Elle avait dû murmure une sorte de réponse à sa question puisqu'il sourit et porta sa valise jusqu'au compartiment. Avec ce sourire, Hermione sût que c'en était fini d'elle. Sa mère avait eu une discussion sur les garçons avant qu'elle ne parte pour Poudlard, mais la jeune sorcière n'avait jamais pensé que cela serait utile pour elle. Hermione n'avait jamais compris la dévotion de ses camarades de classe pour les derniers Boys Band. Elle avait pensé que son premier flash serait sur un charmant auteur ou même sur quelqu'un d'interdit comme un professeur.
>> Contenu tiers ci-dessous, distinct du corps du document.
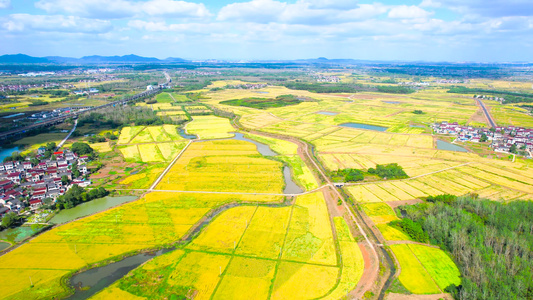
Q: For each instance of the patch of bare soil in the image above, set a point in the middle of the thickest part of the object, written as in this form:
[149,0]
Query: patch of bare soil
[394,296]
[395,204]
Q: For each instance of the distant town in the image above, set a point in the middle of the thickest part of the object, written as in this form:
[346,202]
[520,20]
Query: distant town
[508,139]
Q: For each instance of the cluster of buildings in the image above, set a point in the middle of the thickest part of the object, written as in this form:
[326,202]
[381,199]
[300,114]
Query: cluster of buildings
[247,86]
[55,113]
[25,87]
[190,73]
[24,184]
[501,138]
[326,78]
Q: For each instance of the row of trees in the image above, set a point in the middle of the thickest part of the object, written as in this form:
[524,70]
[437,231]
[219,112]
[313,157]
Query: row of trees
[510,97]
[390,171]
[491,242]
[124,116]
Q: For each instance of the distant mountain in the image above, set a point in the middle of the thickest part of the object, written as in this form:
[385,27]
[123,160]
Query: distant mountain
[175,59]
[94,59]
[22,59]
[62,60]
[97,59]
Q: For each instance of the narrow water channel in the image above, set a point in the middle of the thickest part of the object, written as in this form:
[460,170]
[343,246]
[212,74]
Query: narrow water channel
[92,281]
[89,208]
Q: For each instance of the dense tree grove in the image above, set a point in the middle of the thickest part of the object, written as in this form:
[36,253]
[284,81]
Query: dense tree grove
[390,171]
[76,195]
[510,97]
[264,103]
[491,242]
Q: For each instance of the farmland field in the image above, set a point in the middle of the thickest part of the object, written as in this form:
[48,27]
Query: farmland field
[425,270]
[263,244]
[225,165]
[159,152]
[157,219]
[210,127]
[249,251]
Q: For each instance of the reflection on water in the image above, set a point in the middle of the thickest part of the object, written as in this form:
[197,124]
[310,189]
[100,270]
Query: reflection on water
[89,208]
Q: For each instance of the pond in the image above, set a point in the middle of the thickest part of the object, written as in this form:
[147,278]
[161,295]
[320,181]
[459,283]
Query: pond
[442,145]
[364,126]
[5,152]
[89,208]
[92,281]
[327,113]
[186,135]
[18,234]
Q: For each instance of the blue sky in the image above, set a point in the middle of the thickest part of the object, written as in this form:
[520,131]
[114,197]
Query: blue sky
[426,30]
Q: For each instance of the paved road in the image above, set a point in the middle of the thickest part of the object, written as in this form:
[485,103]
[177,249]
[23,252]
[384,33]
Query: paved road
[487,114]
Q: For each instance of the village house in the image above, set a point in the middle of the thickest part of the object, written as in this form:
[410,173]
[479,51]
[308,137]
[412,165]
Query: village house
[26,184]
[501,138]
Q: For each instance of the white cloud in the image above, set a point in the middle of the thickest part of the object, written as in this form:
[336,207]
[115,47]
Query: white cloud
[486,8]
[301,12]
[190,28]
[100,9]
[55,23]
[430,3]
[5,4]
[408,12]
[116,9]
[175,9]
[332,4]
[258,11]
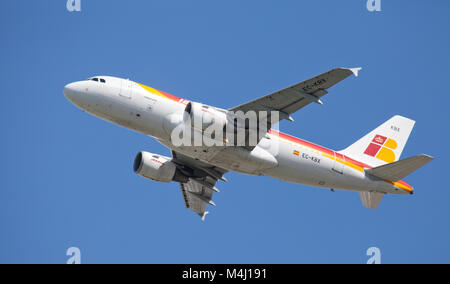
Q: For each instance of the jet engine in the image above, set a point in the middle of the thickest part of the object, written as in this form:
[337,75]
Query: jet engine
[157,167]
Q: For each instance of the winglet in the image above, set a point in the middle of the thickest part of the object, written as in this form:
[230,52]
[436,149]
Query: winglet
[204,215]
[355,71]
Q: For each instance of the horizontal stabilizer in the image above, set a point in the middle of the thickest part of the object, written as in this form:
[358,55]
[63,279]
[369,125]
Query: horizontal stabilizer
[398,170]
[371,200]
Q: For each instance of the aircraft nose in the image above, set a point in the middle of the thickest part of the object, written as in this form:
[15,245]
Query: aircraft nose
[72,91]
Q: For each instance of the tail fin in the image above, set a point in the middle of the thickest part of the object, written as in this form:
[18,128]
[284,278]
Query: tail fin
[383,145]
[398,170]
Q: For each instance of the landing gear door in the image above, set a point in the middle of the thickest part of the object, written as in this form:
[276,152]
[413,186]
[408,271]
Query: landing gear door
[126,89]
[339,161]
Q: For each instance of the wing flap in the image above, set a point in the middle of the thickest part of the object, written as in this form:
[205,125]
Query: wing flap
[293,98]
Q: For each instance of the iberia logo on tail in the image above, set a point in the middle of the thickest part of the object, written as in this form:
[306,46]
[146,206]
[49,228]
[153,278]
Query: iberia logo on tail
[382,148]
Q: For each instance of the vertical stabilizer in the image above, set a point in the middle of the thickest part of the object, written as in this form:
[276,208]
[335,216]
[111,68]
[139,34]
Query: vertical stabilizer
[383,145]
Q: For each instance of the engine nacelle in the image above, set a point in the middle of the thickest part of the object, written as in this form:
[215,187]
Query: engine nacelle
[155,167]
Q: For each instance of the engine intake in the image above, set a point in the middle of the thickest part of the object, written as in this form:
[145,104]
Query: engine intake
[156,167]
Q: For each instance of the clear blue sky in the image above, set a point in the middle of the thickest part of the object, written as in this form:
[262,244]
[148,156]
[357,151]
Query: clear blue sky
[67,178]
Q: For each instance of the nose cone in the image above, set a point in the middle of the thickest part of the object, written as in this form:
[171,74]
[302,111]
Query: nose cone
[72,91]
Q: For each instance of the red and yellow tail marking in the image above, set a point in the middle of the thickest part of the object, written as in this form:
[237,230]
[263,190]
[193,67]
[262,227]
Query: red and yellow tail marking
[339,157]
[382,148]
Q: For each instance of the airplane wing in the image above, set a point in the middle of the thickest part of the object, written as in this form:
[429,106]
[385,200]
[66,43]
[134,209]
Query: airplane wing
[289,100]
[198,190]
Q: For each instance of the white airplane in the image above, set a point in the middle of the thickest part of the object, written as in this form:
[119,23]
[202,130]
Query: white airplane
[370,166]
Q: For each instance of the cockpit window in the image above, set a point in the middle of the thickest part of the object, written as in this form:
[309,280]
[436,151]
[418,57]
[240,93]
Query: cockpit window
[96,79]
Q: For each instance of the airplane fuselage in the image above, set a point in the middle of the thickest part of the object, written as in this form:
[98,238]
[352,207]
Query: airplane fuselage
[277,155]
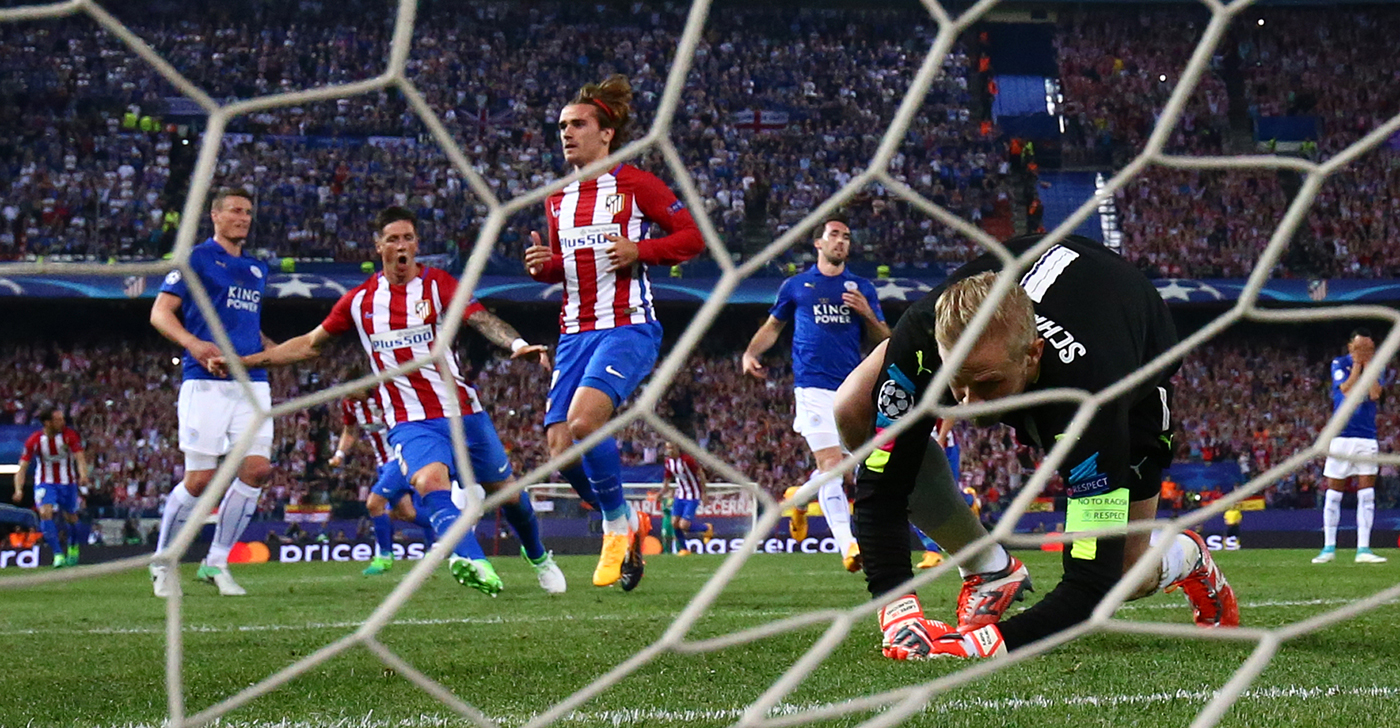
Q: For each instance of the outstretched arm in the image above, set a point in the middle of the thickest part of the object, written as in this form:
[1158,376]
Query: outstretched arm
[503,335]
[290,352]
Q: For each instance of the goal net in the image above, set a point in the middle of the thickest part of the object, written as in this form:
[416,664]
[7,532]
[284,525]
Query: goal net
[886,707]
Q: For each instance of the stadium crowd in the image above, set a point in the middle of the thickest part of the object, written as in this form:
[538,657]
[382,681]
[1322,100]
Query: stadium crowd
[1245,402]
[1117,70]
[779,112]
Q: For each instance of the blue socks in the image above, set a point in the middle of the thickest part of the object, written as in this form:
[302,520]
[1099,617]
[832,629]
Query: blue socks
[420,518]
[521,517]
[384,534]
[578,479]
[930,545]
[604,469]
[443,514]
[79,532]
[51,535]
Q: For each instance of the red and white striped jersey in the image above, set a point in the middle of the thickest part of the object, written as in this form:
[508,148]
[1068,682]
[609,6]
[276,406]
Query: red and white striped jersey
[368,416]
[398,325]
[55,457]
[685,473]
[622,202]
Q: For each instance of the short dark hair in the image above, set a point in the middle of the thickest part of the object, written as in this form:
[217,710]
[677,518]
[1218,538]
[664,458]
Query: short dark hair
[833,217]
[392,214]
[223,193]
[46,412]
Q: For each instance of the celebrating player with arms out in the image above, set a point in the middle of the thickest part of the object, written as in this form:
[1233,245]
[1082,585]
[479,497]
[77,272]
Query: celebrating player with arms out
[213,412]
[609,335]
[826,346]
[56,447]
[1082,318]
[396,314]
[1357,438]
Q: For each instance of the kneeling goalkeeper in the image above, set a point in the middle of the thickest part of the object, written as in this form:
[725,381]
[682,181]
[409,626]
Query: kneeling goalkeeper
[1081,318]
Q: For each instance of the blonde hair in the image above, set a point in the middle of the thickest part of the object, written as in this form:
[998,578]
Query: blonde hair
[612,101]
[958,305]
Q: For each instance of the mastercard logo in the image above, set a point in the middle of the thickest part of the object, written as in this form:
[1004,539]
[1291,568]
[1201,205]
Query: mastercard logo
[252,552]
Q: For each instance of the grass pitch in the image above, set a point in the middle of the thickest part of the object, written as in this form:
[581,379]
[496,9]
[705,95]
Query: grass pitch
[91,653]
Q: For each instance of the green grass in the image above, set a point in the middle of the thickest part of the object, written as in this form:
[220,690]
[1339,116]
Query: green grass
[90,653]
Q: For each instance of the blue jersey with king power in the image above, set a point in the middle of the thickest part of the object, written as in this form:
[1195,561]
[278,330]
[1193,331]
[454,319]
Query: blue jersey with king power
[826,338]
[235,286]
[1362,422]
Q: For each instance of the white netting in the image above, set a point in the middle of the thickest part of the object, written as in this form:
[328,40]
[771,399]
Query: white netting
[892,706]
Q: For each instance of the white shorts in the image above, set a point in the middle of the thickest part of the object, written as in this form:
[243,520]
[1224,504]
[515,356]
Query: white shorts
[816,417]
[213,415]
[1343,469]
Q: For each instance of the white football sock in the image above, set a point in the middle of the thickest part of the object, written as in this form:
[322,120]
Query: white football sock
[178,506]
[1330,517]
[1179,559]
[837,511]
[234,513]
[1365,515]
[987,562]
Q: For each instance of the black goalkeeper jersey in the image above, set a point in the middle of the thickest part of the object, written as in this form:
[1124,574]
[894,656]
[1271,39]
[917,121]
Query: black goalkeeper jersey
[1102,321]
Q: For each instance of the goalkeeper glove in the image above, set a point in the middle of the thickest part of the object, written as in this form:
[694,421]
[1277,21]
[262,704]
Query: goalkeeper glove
[907,634]
[983,641]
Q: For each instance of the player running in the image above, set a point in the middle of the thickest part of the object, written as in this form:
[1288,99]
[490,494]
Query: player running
[1082,318]
[1357,438]
[826,346]
[609,335]
[212,409]
[685,473]
[55,448]
[391,492]
[396,314]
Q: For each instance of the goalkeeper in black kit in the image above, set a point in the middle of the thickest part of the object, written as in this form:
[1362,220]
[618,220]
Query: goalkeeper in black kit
[1082,318]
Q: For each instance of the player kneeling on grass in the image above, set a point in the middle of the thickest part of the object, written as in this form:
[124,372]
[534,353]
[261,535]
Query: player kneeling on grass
[398,314]
[1082,318]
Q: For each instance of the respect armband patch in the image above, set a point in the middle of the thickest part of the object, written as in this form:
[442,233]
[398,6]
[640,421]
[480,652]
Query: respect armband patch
[1095,513]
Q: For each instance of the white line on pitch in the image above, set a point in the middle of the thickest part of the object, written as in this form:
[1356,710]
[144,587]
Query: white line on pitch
[307,626]
[653,716]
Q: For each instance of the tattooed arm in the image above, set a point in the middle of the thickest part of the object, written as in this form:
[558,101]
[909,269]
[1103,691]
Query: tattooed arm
[506,336]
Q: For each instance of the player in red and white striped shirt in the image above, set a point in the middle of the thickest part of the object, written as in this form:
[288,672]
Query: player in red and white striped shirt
[396,315]
[599,248]
[391,492]
[689,480]
[60,468]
En l'espace de quelques secondes, le garçon devant elle avait brisé cette illusion en milliers de petits morceaux.

Il fallait qu'elle dise quelque chose, il ne pouvait pas partir en pensant qu'elle était une sorte de fille un peu folle, elle ne connaissait même pas son nom.

_ « Merci, c'était très gentil. Vous êtes le bienvenu à partager ce compartiment si vous le voulez ? »

Les mots étaient sortis de sa bouche avant Hermione ne réalise qu'elle allait encore une fois être blessée, lorsque son grand sourire la stupéfia.

_ « Merci beaucoup, j'apprécierai grandement. »

Ne croyant pas à sa chance, elle lui tendit sa main pour le saluer : « Je suis Hermione Granger… »

Le garçon ne secoua pas sa main. Il la prit entre ses doigts et très galamment, il la retourna et lui fit un doux baisemain. Il n'y a plus aucun doute, Hermione Granger était définitivement accro.

_ « Enchanté de faire votre connaissance Mlle Granger, mon nom est Harry Crow ».

Hermione avait commencé à bégayer alors que les mots sortaient de sa bouche : « Personne dans ma famille n'est sorcier, c'était une telle surprise lorsque j'ai reçu ma lettre. Bien sûr, j'étais si contente, je veux dire que j'ai entendu que c'était la meilleure Ecole de Sorcellerie, j'ai appris bien sûr tous les livres par cœur, j'espère juste que ce sera suffisant… »

Le rire qui jaillit de la gorge de Harry n'était pas du tout sarcastique, au contraire, il semblait amical. « Détends toi Hermione et respire de temps en temps. Nous avons un long voyage en train devant nous et plein de temps pour faire connaissance et devenir amis. »

Hermione ne pouvait pas croire ce qu'elle entendait. « Amis ? »

«Oh désolé si je me suis montré un peu présomptueux mais la principale raison pour laquelle je vais à Poudlard c'est pour me faire des amis.

« Moi aussi et j'aimerai beaucoup être ton amie ».

Puis ils s'installèrent tous les deux et commencèrent à parler, mais seulement de Poudlard mais de bien d'autres choses sur l'amitié.

Albus faisait les cent pas dans son bureau. Harry Potter était absent du monde magique depuis près de dix ans, aujourd'hui il y reviendrait. Les gobelins avaient gardé le garçon bien en secret mais ce soir il retournerait dans les griffes d'Albus Dumbledore. Il subsistait cependant toujours le doute de savoir quels dommages avaient résulté de l'éducation peu orthodoxe du garçon.

Albus prévoyait de retirer définitivement le garçon des griffes des gobelins et avait prévu un plan pour y arriver à la première opportunité. Ce soir, le garçon allait apprendre qui avait le véritable pouvoir dans le monde magique britannique et ce n'était certainement pas les gobelins.

Alors que le Poudlard Express s'éloignait de Londres, Harry essayait de s'assurer que sa nouvelle amie n'était pas en train de se moquer de lui « Alors, tes parents sont en sorte guérisseurs, mais ils ne guérissent que l'intérieur de la bouche de leurs patients ? »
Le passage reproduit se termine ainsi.